When the notice was issued, remittance growth was slowing. Coronavirus pandemic posed further risk to the foreign currency risk amid the potential impact of the pandemic on remittance inflow, the biggest source of import financing.
But, according to Rabindra Kumar Rijal, president of the Advertising Association of Nepal, they have estimated a payment of around Rs3 billion annually based on discussions with the stakeholders. “There has been payment of around Rs1.5 billion through advertising agencies and people have spent additional Rs1.5 billion on their own for social media advertising,” he said.
Amid the growing use of social media in the country, agencies are increasingly placing advertisements on social platforms to promote their clients’ products and services.
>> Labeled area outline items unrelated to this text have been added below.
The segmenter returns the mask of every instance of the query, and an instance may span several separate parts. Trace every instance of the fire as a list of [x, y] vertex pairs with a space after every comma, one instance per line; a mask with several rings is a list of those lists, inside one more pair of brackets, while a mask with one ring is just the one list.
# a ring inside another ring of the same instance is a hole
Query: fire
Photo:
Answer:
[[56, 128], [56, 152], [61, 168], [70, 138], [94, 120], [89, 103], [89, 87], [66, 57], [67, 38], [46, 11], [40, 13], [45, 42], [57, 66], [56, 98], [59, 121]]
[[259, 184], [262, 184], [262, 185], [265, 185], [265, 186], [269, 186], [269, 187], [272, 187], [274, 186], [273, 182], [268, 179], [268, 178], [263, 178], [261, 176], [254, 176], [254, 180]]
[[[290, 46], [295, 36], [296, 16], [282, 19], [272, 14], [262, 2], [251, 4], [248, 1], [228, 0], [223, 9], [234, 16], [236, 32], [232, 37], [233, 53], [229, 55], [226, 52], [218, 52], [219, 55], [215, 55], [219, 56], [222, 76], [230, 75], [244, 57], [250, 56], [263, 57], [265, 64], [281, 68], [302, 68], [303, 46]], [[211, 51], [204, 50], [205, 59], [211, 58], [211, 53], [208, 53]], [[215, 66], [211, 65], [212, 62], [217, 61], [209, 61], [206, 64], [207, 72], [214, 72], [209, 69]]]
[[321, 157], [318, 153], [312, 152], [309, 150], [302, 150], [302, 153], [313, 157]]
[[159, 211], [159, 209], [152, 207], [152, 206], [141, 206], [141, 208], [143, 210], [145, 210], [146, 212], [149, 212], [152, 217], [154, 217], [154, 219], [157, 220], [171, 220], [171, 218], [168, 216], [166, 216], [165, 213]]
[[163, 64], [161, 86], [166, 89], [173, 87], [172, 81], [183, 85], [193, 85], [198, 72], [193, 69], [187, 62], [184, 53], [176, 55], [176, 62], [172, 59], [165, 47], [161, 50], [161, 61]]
Website developers also have to make payments for purchasing space on the web and many of them are involved in boosting social media presence.
According to advertising agencies, most of them are making payments of advertisements posted on social media such as Facebook, Instagram, Twitter and YouTube through foreign currency cards held by their relatives and friends abroad while reimbursing the amount to the families of the cardholders back home.
After the central bank warned of legal action against those who make payments outside the banking channel, advertising agencies had asked the central bank to come up with the plan that eases them to make payments.
One of the options advertising agencies had suggested in response to the central bank’s notice is that they should be provided international cards worth up to $5,000 to pay for social media advertisements. However, the central bank failed to introduce any further measure to ease such payment.
“The central bank should not have backtracked from its promises of establishing a system of making payment for social media advertising,” said Rijal. “If you don’t give an easy way out, people make payment in whatever way possible.”
He said that the central bank might have underestimated the scale of payment being made for social media advertising because its size has not been much bigger. “There are advertising agencies and firms who may not want the foreign exchange payment to be regulated,” he said.
Advertisers have the advantage of not sending money through the banking channel as they can avoid paying taxes.
“Using banking channels would make social media companies pay taxes. As a result, the client will have to pay more, which they don’t want,” Santosh Shrestha, managing director of Mars Advertising and Research Private Limited told the Post.